Tuesday, June 18, 2024

Tess Gunty, _The Rabbit Hutch_

 I HAVE NOT BEEN this captivated by a debut novel since White Teeth...well, that's not true, actually, as I have been roughly equally captivated by Bennett Sims's A Questionable Shape and Kate Briggs's The Long Form, but The Rabbit Hutch, which is Tess Gunty's first novel, captivated me in ways that reminded me very much of Zadie Smith's first novel. 

At the center of Gunty's novel is Blandine (formerly Tiffany) Watkins, an intelligent, perceptive young woman from a part of the world that, like Irie Jones's Willesden, often gets written off: rust belt Indiana. Like Irie, despite her intelligence, she is capable of big mistakes; like Irie, she holds deep core values that she can sometimes articulate piercingly but other times has a hard time so much as naming.  And like Irie, she is trying to find a footing for her selfhood in the wake of a massive betrayal by a mentor, which leads to a spectacular confrontation. I found myself rooting for Blandine as fervently as I did for Irie Jones back in 2001.

Like Smith, Gunty invents a profusion of plausible, sharply individualized secondary characters.

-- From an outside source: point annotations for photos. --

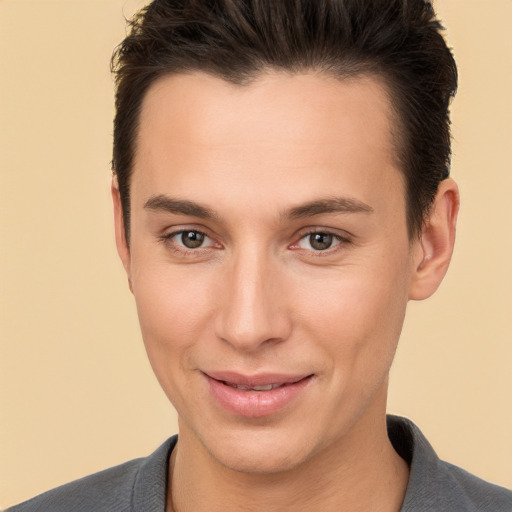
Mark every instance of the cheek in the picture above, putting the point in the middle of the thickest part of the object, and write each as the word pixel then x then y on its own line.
pixel 357 317
pixel 174 306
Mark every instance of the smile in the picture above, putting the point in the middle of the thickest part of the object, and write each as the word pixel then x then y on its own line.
pixel 256 396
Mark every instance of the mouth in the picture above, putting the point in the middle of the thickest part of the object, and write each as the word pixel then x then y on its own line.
pixel 258 395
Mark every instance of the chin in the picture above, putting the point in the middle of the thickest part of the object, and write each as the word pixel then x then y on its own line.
pixel 262 452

The other residents of the apartment all pop into three-dimensionality, especially Joan, the reclusive obituary website worker, and Hope, who is slipping into post-partum depression. Not only is the high school drama teacher (genus Assholeus Charismaticus) who betrays Tiffany/Blandine deftly drawn, but so also is his wife, who would have been just a stereotype in most novels. And then we have the sublimely cranky Moses Robert Blitz, a brilliant comic creation...but even the priest to whom Moses Blitz idiosyncratically confesses is interesting in his own right. Gunty has a Dickensian/Smithian fecundity in conjuring character.

And again like Smith, Gunty has extraordinary control over her prose. It is versatile, for one thing, managing not only Blandine's explications of the spiritual thought of medieval mystic Hildegard of Bingen, not only Moses's diatribes, not only the final message-to-the-world of dying child star Elsie Blitz, but also the bizarre confession of an online poster who signs himself "Mr. Boddy" and fears he is about to kill his wife with one of the weapons represented by the game pieces of the board game Clue.

Gunty's gifts, as that last detail may suggest, are so exuberant that they at times run away with her, and the ending of the novel is as open ended as that of White Teeth, but to tell the truth, I don't even see those as faults. For me, this was a Goldilocks novel--everything just right.